Today we have type 1 (defined as autoimmune destruction of the ability to produce insulin) type 2 (often considered due to overweight and lack of exercise, but there is evidence that fairly thin people can present with type 2) LADA, gestational diabetes (which may disappear immediately after the baby is born but may go on to develop into type 1 or type 2) and even a type that looks like type 1 but clears itself up. Not to mention the fact that the islets of Langerhans can be destroyed or damaged by things other than autoimmunity, such as chemicals or actual removal of or injury to the pancreas.
Why can’t we accept that diabetes is not in itself a disease, any more than fever is, but a symptom of a large number of diseases?
It is true that there are two major intermediate causes of diabetes, which may occur together or separately.

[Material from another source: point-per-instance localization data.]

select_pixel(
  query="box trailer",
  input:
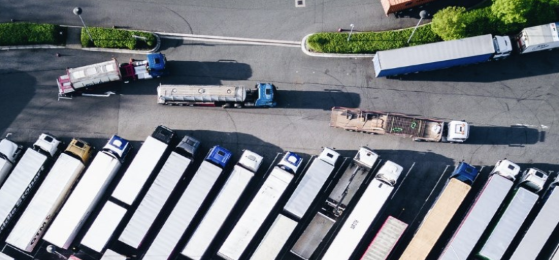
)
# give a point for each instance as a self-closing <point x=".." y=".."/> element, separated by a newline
<point x="482" y="211"/>
<point x="50" y="196"/>
<point x="87" y="192"/>
<point x="365" y="212"/>
<point x="221" y="208"/>
<point x="159" y="192"/>
<point x="21" y="181"/>
<point x="189" y="204"/>
<point x="142" y="166"/>
<point x="260" y="207"/>
<point x="334" y="207"/>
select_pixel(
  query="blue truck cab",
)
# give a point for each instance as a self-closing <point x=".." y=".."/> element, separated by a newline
<point x="218" y="156"/>
<point x="465" y="173"/>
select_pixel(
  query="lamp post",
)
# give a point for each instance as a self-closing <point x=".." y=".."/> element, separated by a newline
<point x="422" y="15"/>
<point x="78" y="12"/>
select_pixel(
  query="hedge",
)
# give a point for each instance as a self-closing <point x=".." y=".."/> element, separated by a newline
<point x="115" y="38"/>
<point x="30" y="33"/>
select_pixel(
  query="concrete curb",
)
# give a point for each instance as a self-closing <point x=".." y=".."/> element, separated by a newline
<point x="330" y="55"/>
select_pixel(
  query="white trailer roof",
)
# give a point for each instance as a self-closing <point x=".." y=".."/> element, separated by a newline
<point x="184" y="211"/>
<point x="255" y="214"/>
<point x="218" y="212"/>
<point x="153" y="202"/>
<point x="308" y="188"/>
<point x="477" y="219"/>
<point x="48" y="199"/>
<point x="540" y="230"/>
<point x="509" y="224"/>
<point x="82" y="200"/>
<point x="139" y="170"/>
<point x="103" y="227"/>
<point x="358" y="221"/>
<point x="275" y="238"/>
<point x="16" y="184"/>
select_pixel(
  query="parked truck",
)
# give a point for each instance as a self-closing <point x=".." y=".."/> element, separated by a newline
<point x="50" y="196"/>
<point x="260" y="207"/>
<point x="189" y="204"/>
<point x="25" y="175"/>
<point x="334" y="207"/>
<point x="514" y="215"/>
<point x="220" y="209"/>
<point x="263" y="95"/>
<point x="417" y="128"/>
<point x="159" y="192"/>
<point x="87" y="192"/>
<point x="442" y="211"/>
<point x="78" y="79"/>
<point x="441" y="55"/>
<point x="143" y="165"/>
<point x="482" y="211"/>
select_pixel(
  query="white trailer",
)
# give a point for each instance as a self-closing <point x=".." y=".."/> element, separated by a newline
<point x="237" y="182"/>
<point x="260" y="207"/>
<point x="87" y="193"/>
<point x="103" y="227"/>
<point x="337" y="201"/>
<point x="143" y="165"/>
<point x="159" y="192"/>
<point x="49" y="197"/>
<point x="24" y="176"/>
<point x="482" y="211"/>
<point x="188" y="204"/>
<point x="364" y="213"/>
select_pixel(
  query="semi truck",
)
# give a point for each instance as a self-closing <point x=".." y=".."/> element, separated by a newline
<point x="50" y="196"/>
<point x="142" y="166"/>
<point x="189" y="204"/>
<point x="514" y="215"/>
<point x="385" y="239"/>
<point x="441" y="55"/>
<point x="417" y="128"/>
<point x="263" y="95"/>
<point x="364" y="213"/>
<point x="260" y="207"/>
<point x="486" y="204"/>
<point x="159" y="192"/>
<point x="336" y="203"/>
<point x="21" y="182"/>
<point x="87" y="192"/>
<point x="442" y="211"/>
<point x="78" y="79"/>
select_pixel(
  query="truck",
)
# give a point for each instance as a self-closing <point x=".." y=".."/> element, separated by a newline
<point x="143" y="165"/>
<point x="514" y="215"/>
<point x="9" y="153"/>
<point x="50" y="196"/>
<point x="439" y="55"/>
<point x="364" y="213"/>
<point x="260" y="207"/>
<point x="417" y="128"/>
<point x="88" y="192"/>
<point x="78" y="79"/>
<point x="159" y="192"/>
<point x="336" y="203"/>
<point x="221" y="208"/>
<point x="442" y="211"/>
<point x="385" y="239"/>
<point x="189" y="204"/>
<point x="263" y="95"/>
<point x="21" y="182"/>
<point x="478" y="216"/>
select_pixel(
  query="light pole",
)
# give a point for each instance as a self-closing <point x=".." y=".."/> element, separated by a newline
<point x="78" y="12"/>
<point x="422" y="15"/>
<point x="349" y="36"/>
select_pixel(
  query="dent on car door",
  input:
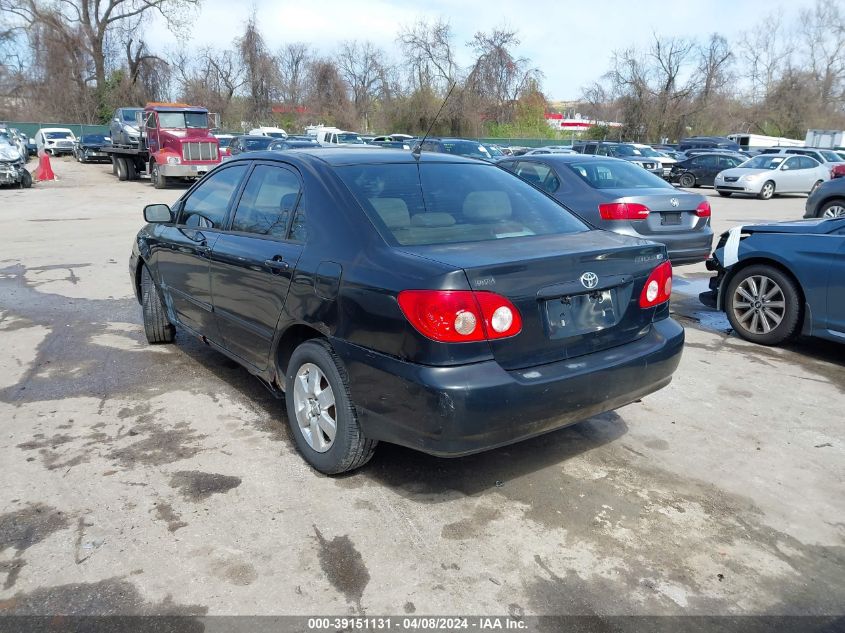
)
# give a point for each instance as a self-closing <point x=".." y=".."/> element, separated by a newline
<point x="182" y="260"/>
<point x="836" y="287"/>
<point x="253" y="263"/>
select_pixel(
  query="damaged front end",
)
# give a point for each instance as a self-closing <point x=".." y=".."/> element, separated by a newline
<point x="12" y="169"/>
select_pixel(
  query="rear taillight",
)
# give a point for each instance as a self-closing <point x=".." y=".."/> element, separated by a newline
<point x="460" y="316"/>
<point x="658" y="286"/>
<point x="623" y="211"/>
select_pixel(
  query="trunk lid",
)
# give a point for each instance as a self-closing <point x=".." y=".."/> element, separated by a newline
<point x="665" y="216"/>
<point x="542" y="276"/>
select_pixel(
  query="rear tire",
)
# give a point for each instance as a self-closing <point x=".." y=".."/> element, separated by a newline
<point x="763" y="305"/>
<point x="122" y="169"/>
<point x="157" y="326"/>
<point x="159" y="181"/>
<point x="832" y="209"/>
<point x="687" y="181"/>
<point x="317" y="392"/>
<point x="767" y="190"/>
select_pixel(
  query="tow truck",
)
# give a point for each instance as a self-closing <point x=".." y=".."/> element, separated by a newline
<point x="176" y="144"/>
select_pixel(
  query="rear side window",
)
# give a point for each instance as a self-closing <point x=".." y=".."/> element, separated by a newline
<point x="269" y="198"/>
<point x="447" y="203"/>
<point x="206" y="207"/>
<point x="616" y="175"/>
<point x="538" y="174"/>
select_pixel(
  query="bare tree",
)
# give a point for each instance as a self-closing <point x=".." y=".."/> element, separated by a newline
<point x="498" y="76"/>
<point x="83" y="27"/>
<point x="292" y="61"/>
<point x="429" y="55"/>
<point x="362" y="66"/>
<point x="260" y="72"/>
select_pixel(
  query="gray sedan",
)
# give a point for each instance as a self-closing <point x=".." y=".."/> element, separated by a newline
<point x="620" y="196"/>
<point x="767" y="174"/>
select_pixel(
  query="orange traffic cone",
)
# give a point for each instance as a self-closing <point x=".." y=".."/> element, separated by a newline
<point x="44" y="171"/>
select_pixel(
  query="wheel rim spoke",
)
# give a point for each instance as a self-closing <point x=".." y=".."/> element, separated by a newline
<point x="327" y="425"/>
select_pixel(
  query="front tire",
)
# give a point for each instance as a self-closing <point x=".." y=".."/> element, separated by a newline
<point x="763" y="305"/>
<point x="122" y="169"/>
<point x="320" y="411"/>
<point x="159" y="181"/>
<point x="157" y="326"/>
<point x="832" y="209"/>
<point x="687" y="181"/>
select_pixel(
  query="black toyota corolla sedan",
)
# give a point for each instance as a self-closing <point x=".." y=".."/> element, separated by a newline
<point x="436" y="302"/>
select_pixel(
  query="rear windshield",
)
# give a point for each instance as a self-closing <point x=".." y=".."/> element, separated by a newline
<point x="466" y="148"/>
<point x="255" y="144"/>
<point x="350" y="139"/>
<point x="764" y="161"/>
<point x="445" y="203"/>
<point x="617" y="175"/>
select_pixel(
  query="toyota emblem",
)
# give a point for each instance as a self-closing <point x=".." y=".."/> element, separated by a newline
<point x="590" y="280"/>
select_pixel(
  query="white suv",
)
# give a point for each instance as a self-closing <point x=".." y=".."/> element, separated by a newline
<point x="264" y="130"/>
<point x="55" y="140"/>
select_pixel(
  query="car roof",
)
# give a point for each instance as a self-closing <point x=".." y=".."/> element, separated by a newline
<point x="355" y="155"/>
<point x="561" y="158"/>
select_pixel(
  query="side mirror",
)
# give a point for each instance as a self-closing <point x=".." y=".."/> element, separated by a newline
<point x="157" y="213"/>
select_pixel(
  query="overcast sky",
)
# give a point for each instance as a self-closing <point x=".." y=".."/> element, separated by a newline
<point x="570" y="42"/>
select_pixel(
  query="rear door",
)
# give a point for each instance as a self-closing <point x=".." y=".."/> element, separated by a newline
<point x="836" y="287"/>
<point x="253" y="262"/>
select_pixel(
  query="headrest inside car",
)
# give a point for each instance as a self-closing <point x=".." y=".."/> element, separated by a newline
<point x="433" y="220"/>
<point x="487" y="206"/>
<point x="393" y="212"/>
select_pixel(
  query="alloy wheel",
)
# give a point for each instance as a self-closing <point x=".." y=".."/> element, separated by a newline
<point x="834" y="211"/>
<point x="759" y="304"/>
<point x="314" y="404"/>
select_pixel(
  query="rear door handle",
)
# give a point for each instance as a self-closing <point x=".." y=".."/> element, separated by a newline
<point x="277" y="264"/>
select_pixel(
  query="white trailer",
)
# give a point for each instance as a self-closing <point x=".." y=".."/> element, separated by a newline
<point x="759" y="141"/>
<point x="827" y="139"/>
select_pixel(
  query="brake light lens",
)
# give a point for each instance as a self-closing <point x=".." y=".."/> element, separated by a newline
<point x="460" y="316"/>
<point x="623" y="211"/>
<point x="658" y="286"/>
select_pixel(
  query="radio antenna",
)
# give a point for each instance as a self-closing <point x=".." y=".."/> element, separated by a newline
<point x="418" y="147"/>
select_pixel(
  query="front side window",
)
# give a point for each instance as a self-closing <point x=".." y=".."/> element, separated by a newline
<point x="267" y="202"/>
<point x="182" y="120"/>
<point x="445" y="203"/>
<point x="207" y="205"/>
<point x="617" y="175"/>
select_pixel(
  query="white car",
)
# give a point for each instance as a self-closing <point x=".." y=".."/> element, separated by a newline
<point x="55" y="140"/>
<point x="767" y="174"/>
<point x="550" y="150"/>
<point x="650" y="152"/>
<point x="265" y="130"/>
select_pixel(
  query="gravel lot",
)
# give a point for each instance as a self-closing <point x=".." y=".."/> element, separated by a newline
<point x="143" y="479"/>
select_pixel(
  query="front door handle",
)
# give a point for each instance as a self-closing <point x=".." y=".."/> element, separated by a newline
<point x="277" y="264"/>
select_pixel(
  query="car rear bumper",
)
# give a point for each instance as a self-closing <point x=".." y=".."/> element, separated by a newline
<point x="690" y="247"/>
<point x="452" y="411"/>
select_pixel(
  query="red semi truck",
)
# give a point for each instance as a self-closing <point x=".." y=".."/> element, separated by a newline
<point x="176" y="143"/>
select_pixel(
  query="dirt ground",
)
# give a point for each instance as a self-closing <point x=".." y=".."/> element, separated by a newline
<point x="140" y="479"/>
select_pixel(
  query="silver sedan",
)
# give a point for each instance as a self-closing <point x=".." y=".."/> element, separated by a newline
<point x="767" y="174"/>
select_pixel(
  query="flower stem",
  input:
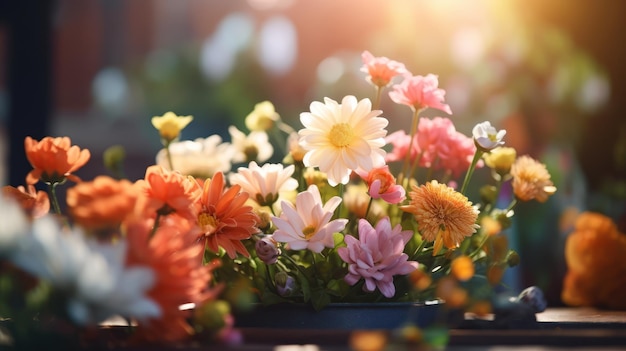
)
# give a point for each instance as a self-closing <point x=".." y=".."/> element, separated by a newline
<point x="379" y="91"/>
<point x="369" y="206"/>
<point x="155" y="226"/>
<point x="470" y="170"/>
<point x="53" y="195"/>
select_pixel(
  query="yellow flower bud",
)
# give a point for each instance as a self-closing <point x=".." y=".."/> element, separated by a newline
<point x="262" y="118"/>
<point x="169" y="125"/>
<point x="500" y="159"/>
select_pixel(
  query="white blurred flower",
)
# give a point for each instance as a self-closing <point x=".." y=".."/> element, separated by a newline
<point x="93" y="276"/>
<point x="308" y="225"/>
<point x="14" y="225"/>
<point x="263" y="117"/>
<point x="202" y="157"/>
<point x="487" y="137"/>
<point x="252" y="147"/>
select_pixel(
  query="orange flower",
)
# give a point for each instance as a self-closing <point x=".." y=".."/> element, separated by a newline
<point x="102" y="203"/>
<point x="35" y="203"/>
<point x="531" y="180"/>
<point x="443" y="215"/>
<point x="462" y="268"/>
<point x="180" y="277"/>
<point x="224" y="218"/>
<point x="54" y="159"/>
<point x="594" y="254"/>
<point x="168" y="192"/>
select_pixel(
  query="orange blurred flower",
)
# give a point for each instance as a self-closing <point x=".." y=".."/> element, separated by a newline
<point x="102" y="203"/>
<point x="224" y="218"/>
<point x="462" y="268"/>
<point x="35" y="203"/>
<point x="168" y="192"/>
<point x="531" y="180"/>
<point x="180" y="277"/>
<point x="443" y="215"/>
<point x="54" y="159"/>
<point x="594" y="254"/>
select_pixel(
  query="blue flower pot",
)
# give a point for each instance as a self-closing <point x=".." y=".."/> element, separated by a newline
<point x="341" y="316"/>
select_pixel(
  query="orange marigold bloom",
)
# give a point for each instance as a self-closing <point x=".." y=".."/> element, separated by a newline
<point x="180" y="277"/>
<point x="224" y="218"/>
<point x="443" y="214"/>
<point x="102" y="203"/>
<point x="531" y="180"/>
<point x="594" y="254"/>
<point x="54" y="159"/>
<point x="462" y="268"/>
<point x="35" y="203"/>
<point x="168" y="192"/>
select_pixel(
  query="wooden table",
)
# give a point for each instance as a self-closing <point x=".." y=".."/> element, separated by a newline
<point x="556" y="329"/>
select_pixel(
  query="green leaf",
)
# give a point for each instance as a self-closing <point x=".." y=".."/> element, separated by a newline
<point x="319" y="299"/>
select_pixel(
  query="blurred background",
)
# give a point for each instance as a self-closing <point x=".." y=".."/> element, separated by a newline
<point x="551" y="73"/>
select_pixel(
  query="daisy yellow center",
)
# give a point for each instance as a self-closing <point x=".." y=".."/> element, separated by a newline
<point x="341" y="135"/>
<point x="207" y="222"/>
<point x="308" y="231"/>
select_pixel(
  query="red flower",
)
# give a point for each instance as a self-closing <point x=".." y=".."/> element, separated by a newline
<point x="102" y="203"/>
<point x="180" y="277"/>
<point x="54" y="159"/>
<point x="168" y="192"/>
<point x="224" y="218"/>
<point x="420" y="92"/>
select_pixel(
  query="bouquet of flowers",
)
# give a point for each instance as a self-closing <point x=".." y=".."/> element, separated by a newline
<point x="350" y="213"/>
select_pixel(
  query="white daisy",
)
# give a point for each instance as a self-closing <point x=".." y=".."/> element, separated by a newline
<point x="308" y="224"/>
<point x="202" y="157"/>
<point x="92" y="276"/>
<point x="486" y="137"/>
<point x="264" y="184"/>
<point x="252" y="147"/>
<point x="340" y="138"/>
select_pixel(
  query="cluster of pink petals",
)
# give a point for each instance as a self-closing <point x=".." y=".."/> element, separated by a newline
<point x="377" y="256"/>
<point x="382" y="185"/>
<point x="420" y="92"/>
<point x="381" y="70"/>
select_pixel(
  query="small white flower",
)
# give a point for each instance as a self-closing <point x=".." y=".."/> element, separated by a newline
<point x="202" y="157"/>
<point x="486" y="137"/>
<point x="308" y="224"/>
<point x="14" y="225"/>
<point x="264" y="184"/>
<point x="252" y="147"/>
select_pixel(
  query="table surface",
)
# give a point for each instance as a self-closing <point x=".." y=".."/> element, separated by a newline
<point x="556" y="329"/>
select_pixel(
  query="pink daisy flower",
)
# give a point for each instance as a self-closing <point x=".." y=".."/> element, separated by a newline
<point x="377" y="256"/>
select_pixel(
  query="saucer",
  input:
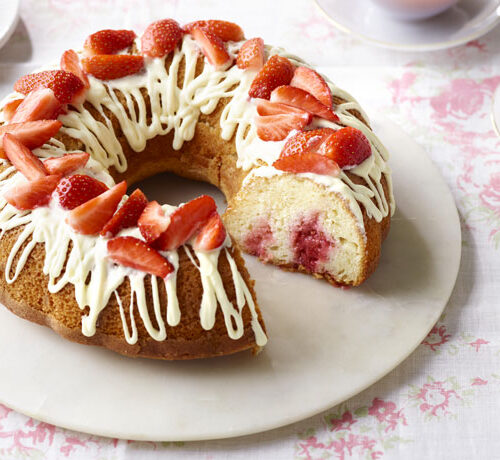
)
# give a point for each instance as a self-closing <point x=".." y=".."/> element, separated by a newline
<point x="467" y="20"/>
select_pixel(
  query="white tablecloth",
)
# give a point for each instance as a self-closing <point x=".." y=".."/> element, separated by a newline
<point x="443" y="402"/>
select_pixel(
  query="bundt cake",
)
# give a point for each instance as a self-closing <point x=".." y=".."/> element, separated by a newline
<point x="306" y="180"/>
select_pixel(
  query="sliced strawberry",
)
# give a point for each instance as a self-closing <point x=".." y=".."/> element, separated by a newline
<point x="152" y="222"/>
<point x="127" y="215"/>
<point x="161" y="37"/>
<point x="90" y="217"/>
<point x="66" y="164"/>
<point x="135" y="253"/>
<point x="40" y="104"/>
<point x="185" y="222"/>
<point x="305" y="141"/>
<point x="64" y="84"/>
<point x="312" y="82"/>
<point x="211" y="235"/>
<point x="31" y="134"/>
<point x="22" y="158"/>
<point x="75" y="190"/>
<point x="308" y="162"/>
<point x="31" y="195"/>
<point x="347" y="147"/>
<point x="71" y="63"/>
<point x="112" y="66"/>
<point x="225" y="30"/>
<point x="108" y="41"/>
<point x="277" y="127"/>
<point x="251" y="55"/>
<point x="301" y="99"/>
<point x="212" y="47"/>
<point x="277" y="71"/>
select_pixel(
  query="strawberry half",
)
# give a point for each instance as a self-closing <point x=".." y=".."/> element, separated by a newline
<point x="251" y="55"/>
<point x="185" y="222"/>
<point x="225" y="30"/>
<point x="66" y="164"/>
<point x="108" y="41"/>
<point x="40" y="104"/>
<point x="75" y="190"/>
<point x="127" y="215"/>
<point x="89" y="218"/>
<point x="135" y="253"/>
<point x="212" y="47"/>
<point x="152" y="222"/>
<point x="308" y="162"/>
<point x="301" y="99"/>
<point x="347" y="147"/>
<point x="33" y="194"/>
<point x="312" y="82"/>
<point x="161" y="37"/>
<point x="31" y="134"/>
<point x="277" y="127"/>
<point x="112" y="66"/>
<point x="64" y="84"/>
<point x="22" y="158"/>
<point x="277" y="71"/>
<point x="212" y="235"/>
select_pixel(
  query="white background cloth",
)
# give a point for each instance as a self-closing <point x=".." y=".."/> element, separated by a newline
<point x="443" y="402"/>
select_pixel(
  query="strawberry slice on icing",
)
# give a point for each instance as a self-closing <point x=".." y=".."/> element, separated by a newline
<point x="135" y="253"/>
<point x="301" y="99"/>
<point x="185" y="222"/>
<point x="312" y="82"/>
<point x="112" y="66"/>
<point x="66" y="164"/>
<point x="212" y="47"/>
<point x="31" y="134"/>
<point x="308" y="163"/>
<point x="211" y="236"/>
<point x="161" y="37"/>
<point x="89" y="218"/>
<point x="22" y="158"/>
<point x="127" y="215"/>
<point x="30" y="195"/>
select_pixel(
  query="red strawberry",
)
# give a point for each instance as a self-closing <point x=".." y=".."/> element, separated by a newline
<point x="112" y="66"/>
<point x="185" y="222"/>
<point x="308" y="162"/>
<point x="305" y="141"/>
<point x="347" y="147"/>
<point x="277" y="71"/>
<point x="108" y="41"/>
<point x="301" y="99"/>
<point x="135" y="253"/>
<point x="225" y="30"/>
<point x="312" y="82"/>
<point x="90" y="217"/>
<point x="64" y="84"/>
<point x="277" y="127"/>
<point x="40" y="104"/>
<point x="161" y="37"/>
<point x="251" y="54"/>
<point x="75" y="190"/>
<point x="211" y="235"/>
<point x="31" y="134"/>
<point x="22" y="158"/>
<point x="127" y="215"/>
<point x="212" y="47"/>
<point x="71" y="63"/>
<point x="152" y="222"/>
<point x="31" y="195"/>
<point x="67" y="163"/>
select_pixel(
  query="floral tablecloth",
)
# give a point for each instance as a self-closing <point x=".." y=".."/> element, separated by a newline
<point x="443" y="402"/>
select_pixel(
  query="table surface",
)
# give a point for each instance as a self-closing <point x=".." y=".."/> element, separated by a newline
<point x="442" y="402"/>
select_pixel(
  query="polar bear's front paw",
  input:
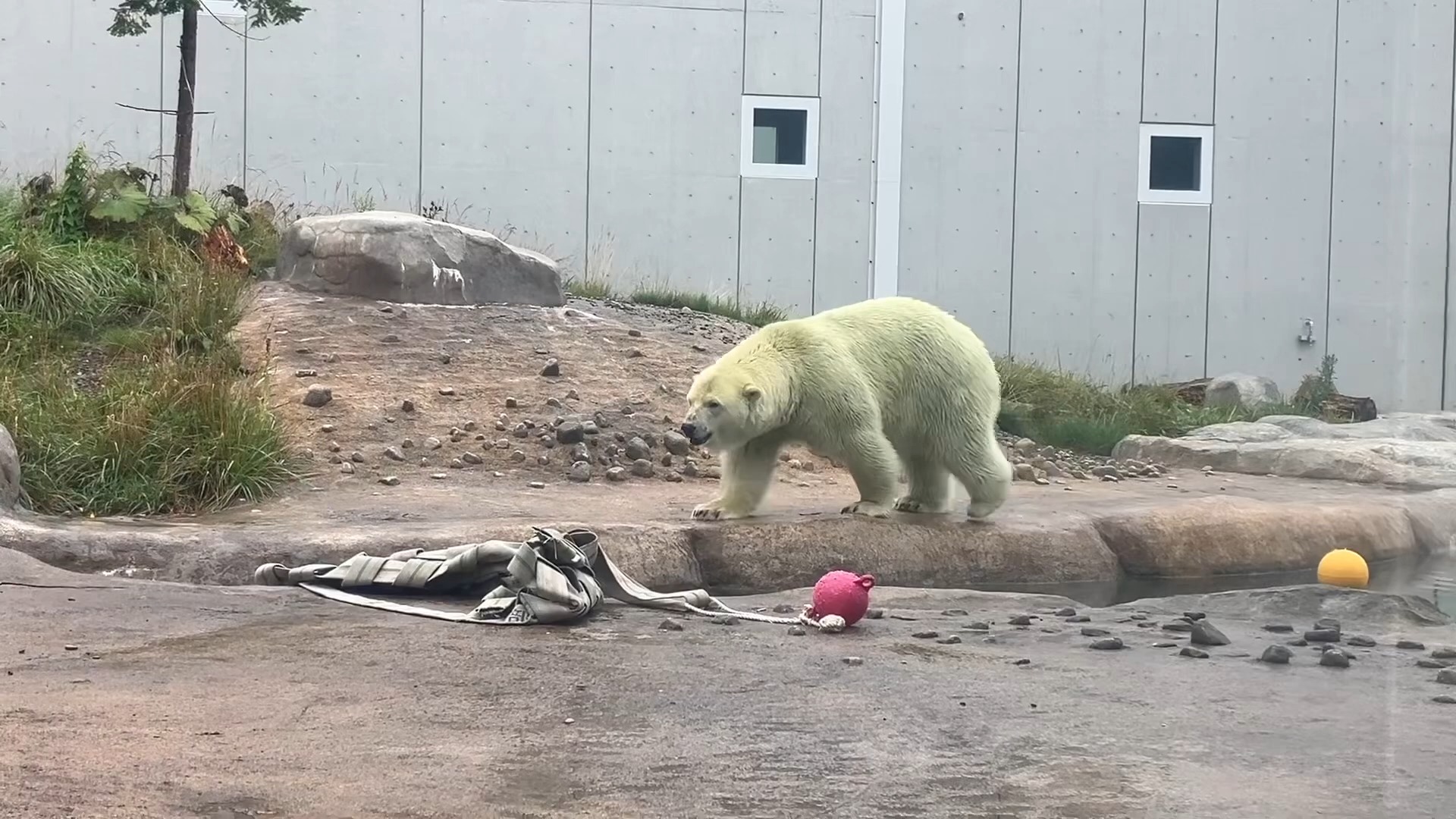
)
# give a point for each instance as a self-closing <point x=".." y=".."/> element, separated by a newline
<point x="715" y="510"/>
<point x="867" y="507"/>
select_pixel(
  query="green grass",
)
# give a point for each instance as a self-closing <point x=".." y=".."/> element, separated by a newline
<point x="1069" y="411"/>
<point x="755" y="315"/>
<point x="172" y="425"/>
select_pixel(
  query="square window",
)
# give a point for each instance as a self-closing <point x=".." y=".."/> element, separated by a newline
<point x="780" y="137"/>
<point x="1175" y="165"/>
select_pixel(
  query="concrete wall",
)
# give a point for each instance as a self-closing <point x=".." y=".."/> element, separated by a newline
<point x="606" y="131"/>
<point x="1331" y="186"/>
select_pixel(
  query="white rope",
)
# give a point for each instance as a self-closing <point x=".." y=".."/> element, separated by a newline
<point x="830" y="624"/>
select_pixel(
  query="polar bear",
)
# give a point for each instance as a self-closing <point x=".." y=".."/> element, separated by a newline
<point x="875" y="385"/>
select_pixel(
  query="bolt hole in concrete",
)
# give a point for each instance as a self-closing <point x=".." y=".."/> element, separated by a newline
<point x="1432" y="577"/>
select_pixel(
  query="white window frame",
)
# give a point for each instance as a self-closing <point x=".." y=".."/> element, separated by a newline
<point x="1145" y="158"/>
<point x="774" y="171"/>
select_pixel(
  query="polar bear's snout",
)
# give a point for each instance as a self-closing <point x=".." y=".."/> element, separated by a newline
<point x="696" y="433"/>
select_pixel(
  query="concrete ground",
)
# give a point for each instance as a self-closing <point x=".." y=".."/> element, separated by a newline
<point x="140" y="698"/>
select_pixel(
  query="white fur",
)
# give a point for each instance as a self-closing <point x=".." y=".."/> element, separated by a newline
<point x="877" y="385"/>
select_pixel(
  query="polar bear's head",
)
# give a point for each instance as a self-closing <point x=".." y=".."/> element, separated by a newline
<point x="724" y="410"/>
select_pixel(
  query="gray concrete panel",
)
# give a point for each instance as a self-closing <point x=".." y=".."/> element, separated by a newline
<point x="1389" y="209"/>
<point x="1172" y="292"/>
<point x="783" y="49"/>
<point x="1270" y="237"/>
<point x="500" y="152"/>
<point x="334" y="108"/>
<point x="1178" y="57"/>
<point x="218" y="137"/>
<point x="846" y="148"/>
<point x="663" y="186"/>
<point x="61" y="79"/>
<point x="960" y="161"/>
<point x="1076" y="186"/>
<point x="777" y="248"/>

The more common cause, often associated with a modern sedentary lifestyle, is insulin resistance. There is plenty of insulin available, but the cells seem unable to use it to metabolize sugar. In fact, the body may overproduce insulin in an effort to make up for the insulin resistance, ultimately leading to the death of the insulin-producing cells and the need for insulin therapy. But this is an intermediate cause. The chances are that there are several underlying disease states that produce insulin resistance, some of which may be hereditary, dietary, lifestyle or chemicals. But we’re not likely to find them unless we quit lumping all insulin resistance as type 2 diabetes.
The rarer intermediate cause is an inability to produce insulin. If this inability is due to an autoimmune attack on the islets of Langerhans, the result is type 1 diabetes. That of course leaves the cases of insulin-dependent diabetes due to actual injury or destruction of the pancreas by other than autoimmunity, or the inability of the islets to produce insulin for reasons other than their destruction, out of the definition, though as far as treatment goes, they are type 1. Even the autoimmune destruction may have many triggers. Things as far apart as viruses and cows’ milk have been suggested.
Treatment is insulin – first obtained from beef and/or pork pancreases, but now biologically (bacterially) produced using the chemical structure of human insulin. Some insulins further modify this structure to give faster or slower action. Because insulin is a protein which would be destroyed by the digestive system, it must be given under the skin using a hypodermic, an insulin pen or an insulin pump. Without insulin, death can occur within days.
I’ll probably visit this subject again – it’s a favorite rant of mine. Meanwhile, the symptom of diabetes is increasing in frequency worldwide. Why? And which underlying diseases are actually increasing?